- Pitcher
- Born: November 7, 1896 Prescott, Arkansas
- Died: November 26, 1986 (aged 90) Salina, Kansas
- Batted: RightThrew: Left

Negro league baseball debut
- 1925, for the Kansas City Monarchs

Last Negro league baseball appearance
- 1926, for the Kansas City Monarchs

Teams
- Kansas City Monarchs (1925–1926);

= Randolph Prim =

American baseball player (1896–1986)

Randolph Prim (November 7, 1896 – November 26, 1986) was a Negro league baseball player with the Kansas City Monarchs.

== Biography ==
Prim was born on November 7, 1896, in Prescott, Arkansas, to Joe and Ida Prim. He moved with his family to Kansas City, Kansas, at an early age.

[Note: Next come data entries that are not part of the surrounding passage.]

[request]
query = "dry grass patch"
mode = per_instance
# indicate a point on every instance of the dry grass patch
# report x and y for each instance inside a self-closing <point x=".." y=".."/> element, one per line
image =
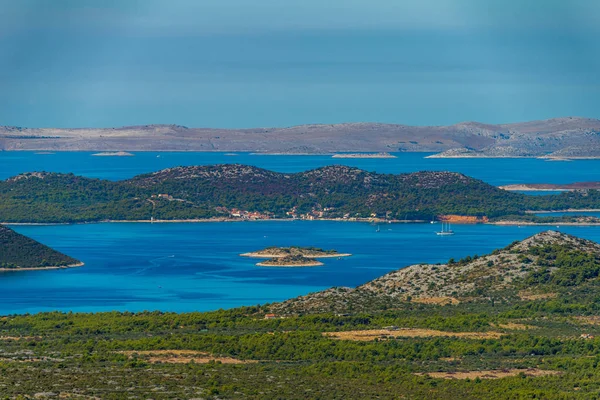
<point x="183" y="357"/>
<point x="490" y="374"/>
<point x="440" y="301"/>
<point x="372" y="334"/>
<point x="513" y="326"/>
<point x="589" y="320"/>
<point x="537" y="296"/>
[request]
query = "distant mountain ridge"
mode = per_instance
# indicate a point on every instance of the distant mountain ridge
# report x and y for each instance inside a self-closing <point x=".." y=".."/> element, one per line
<point x="558" y="137"/>
<point x="234" y="191"/>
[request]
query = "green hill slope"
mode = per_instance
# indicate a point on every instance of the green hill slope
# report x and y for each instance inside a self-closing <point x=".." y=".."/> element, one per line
<point x="228" y="190"/>
<point x="547" y="265"/>
<point x="18" y="251"/>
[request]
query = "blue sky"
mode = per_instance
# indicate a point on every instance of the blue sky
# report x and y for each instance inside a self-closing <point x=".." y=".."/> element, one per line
<point x="236" y="63"/>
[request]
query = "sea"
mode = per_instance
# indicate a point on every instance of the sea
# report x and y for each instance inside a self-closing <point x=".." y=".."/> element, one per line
<point x="185" y="267"/>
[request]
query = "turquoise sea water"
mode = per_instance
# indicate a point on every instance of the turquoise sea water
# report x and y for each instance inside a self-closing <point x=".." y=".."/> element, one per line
<point x="195" y="266"/>
<point x="493" y="171"/>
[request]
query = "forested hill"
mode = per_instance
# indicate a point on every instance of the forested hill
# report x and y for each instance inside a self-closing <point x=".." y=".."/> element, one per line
<point x="239" y="191"/>
<point x="18" y="251"/>
<point x="547" y="265"/>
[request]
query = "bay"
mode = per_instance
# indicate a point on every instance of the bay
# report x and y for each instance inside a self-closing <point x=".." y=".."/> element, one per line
<point x="196" y="266"/>
<point x="498" y="171"/>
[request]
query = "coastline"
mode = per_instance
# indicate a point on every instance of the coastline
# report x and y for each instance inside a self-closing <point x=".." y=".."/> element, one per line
<point x="523" y="223"/>
<point x="563" y="211"/>
<point x="312" y="264"/>
<point x="220" y="219"/>
<point x="263" y="255"/>
<point x="80" y="264"/>
<point x="362" y="220"/>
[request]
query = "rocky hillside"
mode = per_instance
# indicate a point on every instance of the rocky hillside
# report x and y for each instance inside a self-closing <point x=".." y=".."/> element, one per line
<point x="18" y="251"/>
<point x="572" y="136"/>
<point x="241" y="191"/>
<point x="542" y="266"/>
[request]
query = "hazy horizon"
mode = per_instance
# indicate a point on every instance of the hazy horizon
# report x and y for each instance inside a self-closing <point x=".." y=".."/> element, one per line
<point x="234" y="64"/>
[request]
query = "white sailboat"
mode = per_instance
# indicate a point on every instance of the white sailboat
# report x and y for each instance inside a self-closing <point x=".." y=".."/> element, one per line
<point x="445" y="231"/>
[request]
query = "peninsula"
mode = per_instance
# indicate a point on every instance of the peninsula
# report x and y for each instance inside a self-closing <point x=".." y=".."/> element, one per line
<point x="567" y="137"/>
<point x="519" y="322"/>
<point x="19" y="253"/>
<point x="234" y="192"/>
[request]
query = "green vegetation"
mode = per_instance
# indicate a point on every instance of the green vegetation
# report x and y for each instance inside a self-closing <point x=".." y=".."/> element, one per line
<point x="18" y="251"/>
<point x="292" y="355"/>
<point x="213" y="191"/>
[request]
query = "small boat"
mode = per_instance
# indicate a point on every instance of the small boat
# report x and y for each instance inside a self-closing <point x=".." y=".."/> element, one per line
<point x="445" y="231"/>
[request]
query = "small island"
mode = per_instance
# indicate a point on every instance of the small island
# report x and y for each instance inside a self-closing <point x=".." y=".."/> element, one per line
<point x="290" y="261"/>
<point x="20" y="253"/>
<point x="113" y="154"/>
<point x="307" y="252"/>
<point x="363" y="155"/>
<point x="293" y="256"/>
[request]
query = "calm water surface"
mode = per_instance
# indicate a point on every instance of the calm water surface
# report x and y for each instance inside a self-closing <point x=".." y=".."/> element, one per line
<point x="493" y="171"/>
<point x="188" y="267"/>
<point x="196" y="266"/>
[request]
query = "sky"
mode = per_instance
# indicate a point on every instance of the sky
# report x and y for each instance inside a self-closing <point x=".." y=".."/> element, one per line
<point x="259" y="63"/>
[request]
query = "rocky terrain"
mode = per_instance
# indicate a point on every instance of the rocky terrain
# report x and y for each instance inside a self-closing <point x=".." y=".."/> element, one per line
<point x="20" y="252"/>
<point x="509" y="274"/>
<point x="235" y="191"/>
<point x="560" y="137"/>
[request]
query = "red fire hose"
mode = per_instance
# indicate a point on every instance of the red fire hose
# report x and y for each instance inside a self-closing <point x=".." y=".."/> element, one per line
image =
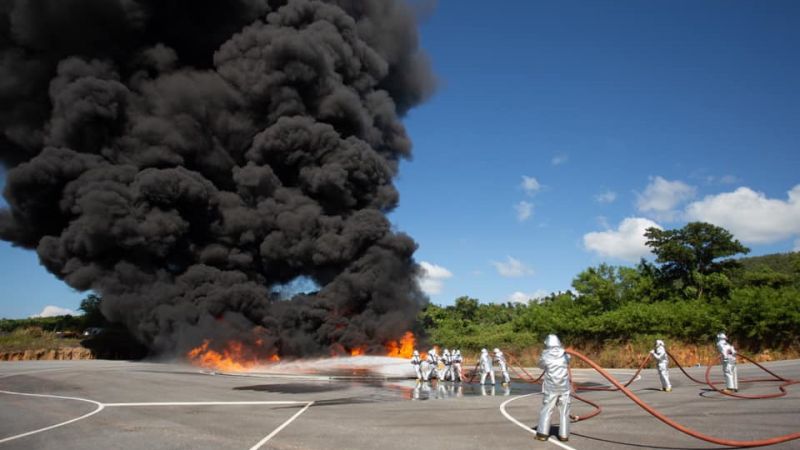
<point x="713" y="384"/>
<point x="672" y="423"/>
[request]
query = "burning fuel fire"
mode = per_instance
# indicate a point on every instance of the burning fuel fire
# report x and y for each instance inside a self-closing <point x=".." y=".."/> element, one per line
<point x="235" y="357"/>
<point x="402" y="349"/>
<point x="239" y="357"/>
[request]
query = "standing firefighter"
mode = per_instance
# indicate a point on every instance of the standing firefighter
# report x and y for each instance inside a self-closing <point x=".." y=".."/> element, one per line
<point x="416" y="362"/>
<point x="501" y="361"/>
<point x="447" y="360"/>
<point x="486" y="366"/>
<point x="662" y="363"/>
<point x="728" y="356"/>
<point x="555" y="389"/>
<point x="433" y="365"/>
<point x="457" y="360"/>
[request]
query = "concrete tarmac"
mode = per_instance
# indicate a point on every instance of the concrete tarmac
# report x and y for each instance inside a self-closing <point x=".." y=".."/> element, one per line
<point x="142" y="405"/>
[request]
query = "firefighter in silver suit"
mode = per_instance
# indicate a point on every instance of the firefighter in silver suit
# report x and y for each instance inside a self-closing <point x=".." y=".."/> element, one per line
<point x="659" y="353"/>
<point x="486" y="366"/>
<point x="457" y="360"/>
<point x="416" y="362"/>
<point x="728" y="356"/>
<point x="501" y="361"/>
<point x="447" y="360"/>
<point x="555" y="389"/>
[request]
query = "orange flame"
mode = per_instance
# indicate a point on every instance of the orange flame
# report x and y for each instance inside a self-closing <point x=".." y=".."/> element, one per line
<point x="402" y="349"/>
<point x="235" y="357"/>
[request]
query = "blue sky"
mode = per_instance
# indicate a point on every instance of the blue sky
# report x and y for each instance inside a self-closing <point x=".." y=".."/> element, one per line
<point x="562" y="129"/>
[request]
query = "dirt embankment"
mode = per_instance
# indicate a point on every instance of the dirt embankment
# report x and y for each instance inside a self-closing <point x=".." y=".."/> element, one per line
<point x="47" y="354"/>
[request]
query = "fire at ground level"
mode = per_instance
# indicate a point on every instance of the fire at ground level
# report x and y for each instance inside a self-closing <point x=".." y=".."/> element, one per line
<point x="137" y="405"/>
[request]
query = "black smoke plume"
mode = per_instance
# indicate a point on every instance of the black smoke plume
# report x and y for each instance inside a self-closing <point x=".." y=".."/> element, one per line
<point x="186" y="159"/>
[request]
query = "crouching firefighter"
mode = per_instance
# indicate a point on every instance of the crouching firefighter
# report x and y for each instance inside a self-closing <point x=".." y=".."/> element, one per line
<point x="555" y="389"/>
<point x="728" y="356"/>
<point x="659" y="353"/>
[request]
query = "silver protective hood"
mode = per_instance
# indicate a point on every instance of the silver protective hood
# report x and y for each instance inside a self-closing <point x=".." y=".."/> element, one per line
<point x="552" y="341"/>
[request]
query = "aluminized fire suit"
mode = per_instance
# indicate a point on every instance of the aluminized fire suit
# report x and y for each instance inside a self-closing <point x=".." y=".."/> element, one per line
<point x="433" y="365"/>
<point x="555" y="388"/>
<point x="501" y="361"/>
<point x="728" y="356"/>
<point x="447" y="360"/>
<point x="486" y="366"/>
<point x="457" y="360"/>
<point x="662" y="363"/>
<point x="416" y="362"/>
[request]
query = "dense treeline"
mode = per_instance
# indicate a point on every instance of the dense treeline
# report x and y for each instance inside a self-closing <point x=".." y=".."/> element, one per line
<point x="689" y="294"/>
<point x="91" y="317"/>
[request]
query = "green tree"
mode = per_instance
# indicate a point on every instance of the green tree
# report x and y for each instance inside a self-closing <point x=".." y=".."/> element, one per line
<point x="92" y="316"/>
<point x="690" y="257"/>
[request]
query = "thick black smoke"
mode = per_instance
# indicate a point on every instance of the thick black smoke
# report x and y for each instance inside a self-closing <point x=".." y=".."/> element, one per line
<point x="186" y="158"/>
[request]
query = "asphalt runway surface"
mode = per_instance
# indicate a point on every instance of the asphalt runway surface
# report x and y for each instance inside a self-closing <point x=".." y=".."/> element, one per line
<point x="142" y="405"/>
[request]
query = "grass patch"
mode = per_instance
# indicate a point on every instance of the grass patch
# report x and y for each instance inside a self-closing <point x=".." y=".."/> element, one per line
<point x="33" y="338"/>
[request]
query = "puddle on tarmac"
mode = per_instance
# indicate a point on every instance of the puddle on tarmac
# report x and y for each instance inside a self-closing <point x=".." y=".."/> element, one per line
<point x="434" y="390"/>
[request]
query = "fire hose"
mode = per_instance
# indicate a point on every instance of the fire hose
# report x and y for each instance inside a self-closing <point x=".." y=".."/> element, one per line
<point x="617" y="386"/>
<point x="713" y="384"/>
<point x="694" y="433"/>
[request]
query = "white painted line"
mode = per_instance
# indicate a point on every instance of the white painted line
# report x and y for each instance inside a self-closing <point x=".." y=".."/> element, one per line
<point x="100" y="407"/>
<point x="283" y="425"/>
<point x="525" y="427"/>
<point x="287" y="402"/>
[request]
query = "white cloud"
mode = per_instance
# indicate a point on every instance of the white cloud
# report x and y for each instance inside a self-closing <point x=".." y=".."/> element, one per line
<point x="627" y="242"/>
<point x="52" y="311"/>
<point x="750" y="215"/>
<point x="431" y="278"/>
<point x="524" y="210"/>
<point x="560" y="158"/>
<point x="606" y="197"/>
<point x="522" y="297"/>
<point x="662" y="196"/>
<point x="512" y="268"/>
<point x="530" y="185"/>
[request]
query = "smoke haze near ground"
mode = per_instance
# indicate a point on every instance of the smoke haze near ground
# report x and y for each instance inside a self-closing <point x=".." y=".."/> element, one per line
<point x="186" y="159"/>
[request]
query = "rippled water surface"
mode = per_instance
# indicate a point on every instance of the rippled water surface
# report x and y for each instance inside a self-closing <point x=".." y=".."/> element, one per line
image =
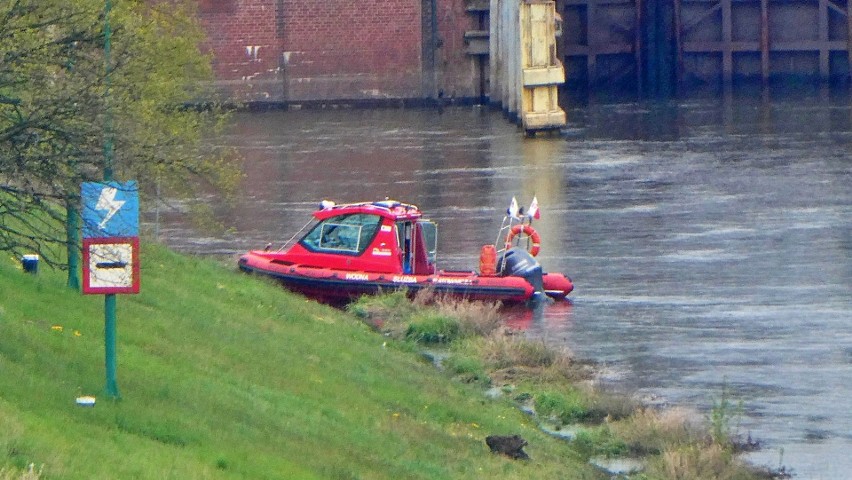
<point x="710" y="241"/>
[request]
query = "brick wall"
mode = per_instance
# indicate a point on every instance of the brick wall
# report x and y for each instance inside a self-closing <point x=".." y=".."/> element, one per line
<point x="312" y="50"/>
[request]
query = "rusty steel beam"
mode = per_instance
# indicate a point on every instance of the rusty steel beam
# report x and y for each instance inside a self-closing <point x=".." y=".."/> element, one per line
<point x="637" y="47"/>
<point x="764" y="41"/>
<point x="727" y="39"/>
<point x="823" y="39"/>
<point x="678" y="33"/>
<point x="849" y="35"/>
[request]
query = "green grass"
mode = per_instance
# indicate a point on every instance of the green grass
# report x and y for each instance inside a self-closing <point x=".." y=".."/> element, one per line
<point x="223" y="375"/>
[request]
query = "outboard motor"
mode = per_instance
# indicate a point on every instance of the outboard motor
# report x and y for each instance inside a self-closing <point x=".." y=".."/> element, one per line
<point x="518" y="262"/>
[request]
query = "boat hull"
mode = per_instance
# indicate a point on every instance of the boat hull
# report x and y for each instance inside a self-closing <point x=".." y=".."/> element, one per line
<point x="333" y="285"/>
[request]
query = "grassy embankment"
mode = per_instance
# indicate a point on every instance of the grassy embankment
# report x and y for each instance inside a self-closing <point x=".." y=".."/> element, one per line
<point x="227" y="376"/>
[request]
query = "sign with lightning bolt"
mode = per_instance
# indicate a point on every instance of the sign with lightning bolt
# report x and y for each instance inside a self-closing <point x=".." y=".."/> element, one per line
<point x="110" y="209"/>
<point x="110" y="214"/>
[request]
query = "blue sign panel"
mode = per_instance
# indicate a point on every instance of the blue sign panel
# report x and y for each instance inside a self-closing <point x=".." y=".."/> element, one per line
<point x="110" y="209"/>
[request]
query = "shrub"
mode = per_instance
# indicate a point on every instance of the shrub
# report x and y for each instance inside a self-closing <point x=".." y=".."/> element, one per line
<point x="565" y="407"/>
<point x="432" y="327"/>
<point x="466" y="369"/>
<point x="649" y="431"/>
<point x="598" y="442"/>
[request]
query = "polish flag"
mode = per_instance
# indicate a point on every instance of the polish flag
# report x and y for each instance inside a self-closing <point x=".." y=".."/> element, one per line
<point x="533" y="211"/>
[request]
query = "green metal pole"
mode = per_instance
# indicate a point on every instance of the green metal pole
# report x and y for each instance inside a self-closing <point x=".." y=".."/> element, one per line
<point x="72" y="234"/>
<point x="109" y="346"/>
<point x="109" y="299"/>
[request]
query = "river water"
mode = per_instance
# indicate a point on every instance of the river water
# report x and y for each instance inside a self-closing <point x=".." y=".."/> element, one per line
<point x="710" y="239"/>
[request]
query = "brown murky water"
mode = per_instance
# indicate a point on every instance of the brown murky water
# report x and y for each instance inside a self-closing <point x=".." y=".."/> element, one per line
<point x="710" y="240"/>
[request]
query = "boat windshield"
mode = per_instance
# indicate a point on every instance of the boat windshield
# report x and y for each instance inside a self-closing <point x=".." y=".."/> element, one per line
<point x="349" y="234"/>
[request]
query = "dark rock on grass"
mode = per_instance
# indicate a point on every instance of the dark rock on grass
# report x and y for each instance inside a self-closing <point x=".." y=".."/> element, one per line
<point x="510" y="445"/>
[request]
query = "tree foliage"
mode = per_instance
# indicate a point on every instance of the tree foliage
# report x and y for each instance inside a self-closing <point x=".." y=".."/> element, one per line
<point x="56" y="93"/>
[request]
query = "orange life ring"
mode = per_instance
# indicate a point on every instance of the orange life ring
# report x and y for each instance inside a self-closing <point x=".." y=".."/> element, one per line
<point x="530" y="232"/>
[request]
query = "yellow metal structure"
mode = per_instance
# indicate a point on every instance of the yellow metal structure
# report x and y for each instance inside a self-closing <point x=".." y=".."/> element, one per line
<point x="525" y="70"/>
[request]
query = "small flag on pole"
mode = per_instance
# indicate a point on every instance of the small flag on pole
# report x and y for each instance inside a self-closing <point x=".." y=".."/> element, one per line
<point x="533" y="211"/>
<point x="513" y="210"/>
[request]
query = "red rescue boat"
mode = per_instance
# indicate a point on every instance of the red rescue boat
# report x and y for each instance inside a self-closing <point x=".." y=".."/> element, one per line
<point x="364" y="248"/>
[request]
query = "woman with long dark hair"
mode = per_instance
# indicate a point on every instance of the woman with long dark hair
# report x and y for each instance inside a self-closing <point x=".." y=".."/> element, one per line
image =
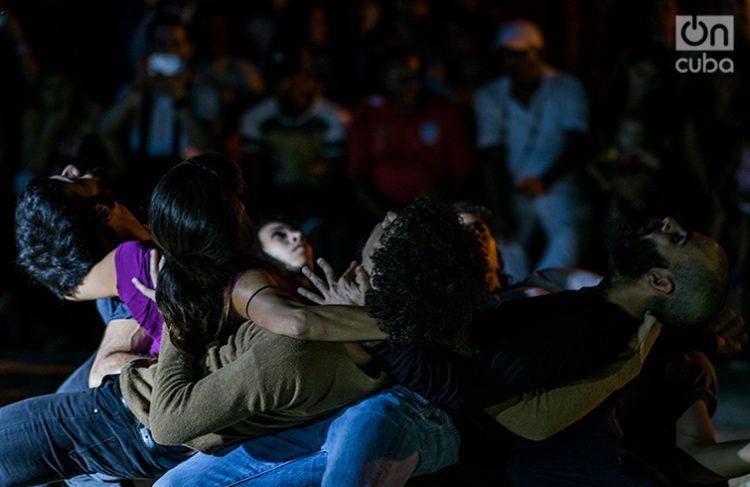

Prim was a United States Army veteran of the First World War. He joined the Kansas City Monarchs in 1925 when he was 28 years old and played with them for two years. He was their pitcher in 1926.

Prim was a Methodist who became a bricklayer. He joined the Bricklayers Union in Kansas City and he was a 50-year member of his Masonic Lodge.

At the age of 84, Prim moved to Kenwood View Nursing Home in Salina, Kansas. He lived there for six years, dying on November 26, 1986, at the age of 90. He was buried at Gypsum Hill Cemetery in Salina.